First preference Copeland

From electowiki

First preference Copeland is a variant on the Copeland method. It was devised by Forest Simmons in 2006. [1] The name is due to Kristofer Munsterhjelm.[2]

In first preference Copeland, each candidate is assigned a penalty: the sum of first preferences of the candidates that beat the candidate pairwise. The candidate with the least penalty wins.

First preference Copeland passes Smith because supposing otherwise, that some candidate Y not in the Smith set wins; then for a candidate X in the Smith set, Y is beaten by every candidate X is beaten by, and some more. Thus Y's penalty must be higher than X's, so Y couldn't have been the winner.

However, FPC fails both independence of clone alternatives[3] and the monotonicity criterion. One example of monotonicity failure is as follows:

8: A>B>C
2: A>C>B
9: B>C>A
12: C>A>B

and C wins.
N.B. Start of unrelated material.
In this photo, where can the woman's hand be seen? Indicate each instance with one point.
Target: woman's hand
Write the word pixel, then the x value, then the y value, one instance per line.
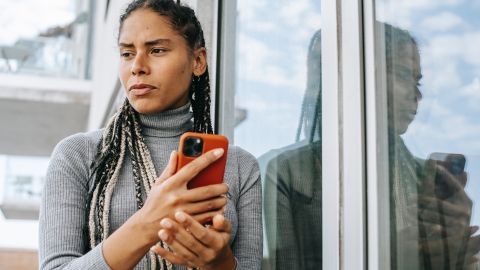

Then raise C on the two A>C>B ballots:

8: A>B>C
9: B>C>A
14: C>A>B

and A wins.

This page is a stub - please add to it.

References

  1. Simmons, F. (2006-12-30). "Clone proofing Copeland". Election-methods mailing list archives.
  2. Munsterhjelm, K. (2008-07-13). "[Election-Methods] A Better Version of IRV?". Election-methods mailing list archives.
  3. Smith, W. (2006-12-31). "Wait a minute - Simmons' "cloneproof" method is not really cloneproof!". RangeVoting Yahoo list mirror.